VEGF is one of the predominant factors responsible for angiogenesis – the ability of a tumor to create new blood vessels to maintain growth and metastasize.
The researchers chose the genetically engineered toxin gelonin to link to the VEGF “carrier” because it does not appear to be antigenic in human clinical trials conducted thus far at M. D. Anderson, and it does not cause damage to normal blood vessels as do other toxins that have been explored for use in anti-tumor therapies, Dr. Rosenblum said.
Genetically engineered gelonin was developed in a research program at M. D. Anderson, and related intellectual property rights are owned by Research Development Foundation (RDF). RDF is in the process of licensing the gelonin technology for use with various cell-targeting proteins such as growth factors and antibodies.

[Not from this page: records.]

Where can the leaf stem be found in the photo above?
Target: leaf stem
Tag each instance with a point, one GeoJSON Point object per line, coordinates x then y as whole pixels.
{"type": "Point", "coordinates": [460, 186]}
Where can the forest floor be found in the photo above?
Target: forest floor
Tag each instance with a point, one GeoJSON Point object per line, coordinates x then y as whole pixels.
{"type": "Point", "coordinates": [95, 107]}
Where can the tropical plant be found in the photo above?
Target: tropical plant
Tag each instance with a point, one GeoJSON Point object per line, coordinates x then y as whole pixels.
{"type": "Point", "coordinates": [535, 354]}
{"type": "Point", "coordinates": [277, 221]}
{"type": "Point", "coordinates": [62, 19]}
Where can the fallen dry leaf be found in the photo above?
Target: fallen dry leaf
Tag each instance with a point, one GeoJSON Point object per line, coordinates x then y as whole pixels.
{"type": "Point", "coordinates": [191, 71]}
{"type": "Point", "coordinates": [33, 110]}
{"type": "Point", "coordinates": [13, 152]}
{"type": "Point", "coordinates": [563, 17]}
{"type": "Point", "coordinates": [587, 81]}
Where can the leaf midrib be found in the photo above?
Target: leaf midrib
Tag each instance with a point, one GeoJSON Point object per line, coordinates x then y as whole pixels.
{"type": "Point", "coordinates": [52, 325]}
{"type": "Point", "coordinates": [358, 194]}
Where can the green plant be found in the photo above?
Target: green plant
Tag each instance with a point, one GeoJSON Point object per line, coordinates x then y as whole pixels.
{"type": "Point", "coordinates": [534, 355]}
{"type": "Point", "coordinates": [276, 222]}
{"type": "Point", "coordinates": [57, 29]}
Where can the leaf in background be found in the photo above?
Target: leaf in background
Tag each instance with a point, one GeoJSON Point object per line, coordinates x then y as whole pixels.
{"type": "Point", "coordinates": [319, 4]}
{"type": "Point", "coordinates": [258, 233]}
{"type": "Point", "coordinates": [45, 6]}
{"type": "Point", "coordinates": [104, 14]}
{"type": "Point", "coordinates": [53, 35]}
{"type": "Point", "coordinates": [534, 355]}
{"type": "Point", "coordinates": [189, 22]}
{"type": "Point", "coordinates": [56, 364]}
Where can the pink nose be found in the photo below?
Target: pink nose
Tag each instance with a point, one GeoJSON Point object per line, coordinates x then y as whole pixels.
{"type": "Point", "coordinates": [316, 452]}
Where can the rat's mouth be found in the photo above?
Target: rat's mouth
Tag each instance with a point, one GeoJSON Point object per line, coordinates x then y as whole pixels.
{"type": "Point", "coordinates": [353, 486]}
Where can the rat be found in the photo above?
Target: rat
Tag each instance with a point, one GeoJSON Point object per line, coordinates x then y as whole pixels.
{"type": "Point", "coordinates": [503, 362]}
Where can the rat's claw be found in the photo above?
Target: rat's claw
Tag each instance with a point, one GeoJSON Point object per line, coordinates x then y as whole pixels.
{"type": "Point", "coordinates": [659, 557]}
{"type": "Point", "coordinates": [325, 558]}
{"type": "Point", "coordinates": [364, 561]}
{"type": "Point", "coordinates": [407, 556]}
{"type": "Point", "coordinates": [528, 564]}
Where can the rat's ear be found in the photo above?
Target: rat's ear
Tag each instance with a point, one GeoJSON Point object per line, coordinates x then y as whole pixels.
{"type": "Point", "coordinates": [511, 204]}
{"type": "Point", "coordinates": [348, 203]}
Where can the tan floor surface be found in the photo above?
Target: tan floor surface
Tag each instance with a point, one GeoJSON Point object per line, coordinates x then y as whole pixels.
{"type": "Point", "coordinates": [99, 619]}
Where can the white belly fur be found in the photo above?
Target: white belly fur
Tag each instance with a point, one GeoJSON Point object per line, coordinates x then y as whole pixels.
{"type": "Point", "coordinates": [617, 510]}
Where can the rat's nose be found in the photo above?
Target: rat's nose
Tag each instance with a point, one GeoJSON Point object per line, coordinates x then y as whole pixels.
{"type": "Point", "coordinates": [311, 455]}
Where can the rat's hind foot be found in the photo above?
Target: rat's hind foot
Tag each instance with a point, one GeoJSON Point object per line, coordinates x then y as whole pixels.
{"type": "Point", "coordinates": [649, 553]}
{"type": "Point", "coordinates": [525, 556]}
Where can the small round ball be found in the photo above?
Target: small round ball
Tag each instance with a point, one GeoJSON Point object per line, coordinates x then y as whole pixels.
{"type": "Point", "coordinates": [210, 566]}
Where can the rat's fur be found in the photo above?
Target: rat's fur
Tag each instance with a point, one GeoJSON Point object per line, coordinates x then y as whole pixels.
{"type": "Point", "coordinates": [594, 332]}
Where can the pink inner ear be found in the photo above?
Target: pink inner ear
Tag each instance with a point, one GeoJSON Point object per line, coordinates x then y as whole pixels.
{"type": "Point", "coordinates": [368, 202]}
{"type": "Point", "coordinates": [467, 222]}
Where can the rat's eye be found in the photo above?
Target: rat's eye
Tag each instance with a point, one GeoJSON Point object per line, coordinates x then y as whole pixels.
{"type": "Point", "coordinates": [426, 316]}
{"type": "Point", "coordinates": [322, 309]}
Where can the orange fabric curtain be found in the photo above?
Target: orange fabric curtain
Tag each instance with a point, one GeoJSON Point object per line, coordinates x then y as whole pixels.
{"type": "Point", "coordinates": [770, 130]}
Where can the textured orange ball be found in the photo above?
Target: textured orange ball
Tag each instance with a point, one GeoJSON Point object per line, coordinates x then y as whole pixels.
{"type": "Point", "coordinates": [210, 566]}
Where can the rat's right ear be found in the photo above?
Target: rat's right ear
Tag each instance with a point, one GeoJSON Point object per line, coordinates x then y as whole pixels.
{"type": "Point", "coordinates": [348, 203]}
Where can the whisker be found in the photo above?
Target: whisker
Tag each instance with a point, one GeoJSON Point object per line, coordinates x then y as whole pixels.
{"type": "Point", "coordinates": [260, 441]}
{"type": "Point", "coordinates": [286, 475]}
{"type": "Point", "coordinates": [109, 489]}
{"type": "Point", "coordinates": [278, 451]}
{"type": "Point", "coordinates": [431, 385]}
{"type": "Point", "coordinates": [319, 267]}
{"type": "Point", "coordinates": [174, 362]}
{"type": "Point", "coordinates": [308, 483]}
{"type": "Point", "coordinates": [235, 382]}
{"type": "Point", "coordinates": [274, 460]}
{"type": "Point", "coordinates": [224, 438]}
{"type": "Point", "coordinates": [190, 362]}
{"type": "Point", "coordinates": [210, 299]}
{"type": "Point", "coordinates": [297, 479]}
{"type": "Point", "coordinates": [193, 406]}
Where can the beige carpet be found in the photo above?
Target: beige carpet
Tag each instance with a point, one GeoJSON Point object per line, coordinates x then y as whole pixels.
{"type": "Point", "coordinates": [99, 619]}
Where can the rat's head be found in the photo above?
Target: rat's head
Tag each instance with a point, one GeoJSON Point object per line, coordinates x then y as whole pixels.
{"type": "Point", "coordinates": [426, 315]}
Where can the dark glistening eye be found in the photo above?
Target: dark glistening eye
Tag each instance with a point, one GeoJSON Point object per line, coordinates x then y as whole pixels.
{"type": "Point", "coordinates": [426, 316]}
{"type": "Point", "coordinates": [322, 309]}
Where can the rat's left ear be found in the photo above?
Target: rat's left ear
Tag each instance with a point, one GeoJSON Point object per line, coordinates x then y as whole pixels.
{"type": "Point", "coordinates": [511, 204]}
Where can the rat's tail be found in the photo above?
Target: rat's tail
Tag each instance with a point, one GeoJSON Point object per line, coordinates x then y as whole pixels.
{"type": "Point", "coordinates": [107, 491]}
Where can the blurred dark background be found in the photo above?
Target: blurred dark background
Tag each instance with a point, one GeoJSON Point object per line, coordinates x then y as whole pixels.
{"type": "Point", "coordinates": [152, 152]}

Therapies that attack tumor blood vessels have recently been a hot area in cancer research because they appear to bypass the major problem with chemotherapy – the tumor cells’ ability to mutate and develop resistance to the drugs.
Other researchers from M. D. Anderson who contributed to the work were Liesbeth M. Veenendaal, Lawrence Cheung, Nora Navone, and Hangqing Jin. The Med. Klinik und Poliklinik der Universität Ulm in Germany also contributed to the research. The work was supported in part by the University of Utrecht and the Dutch Cancer Foundation, Koningen Wilhelmina Funds, the National Institutes of Health and Arcus Therapeutics.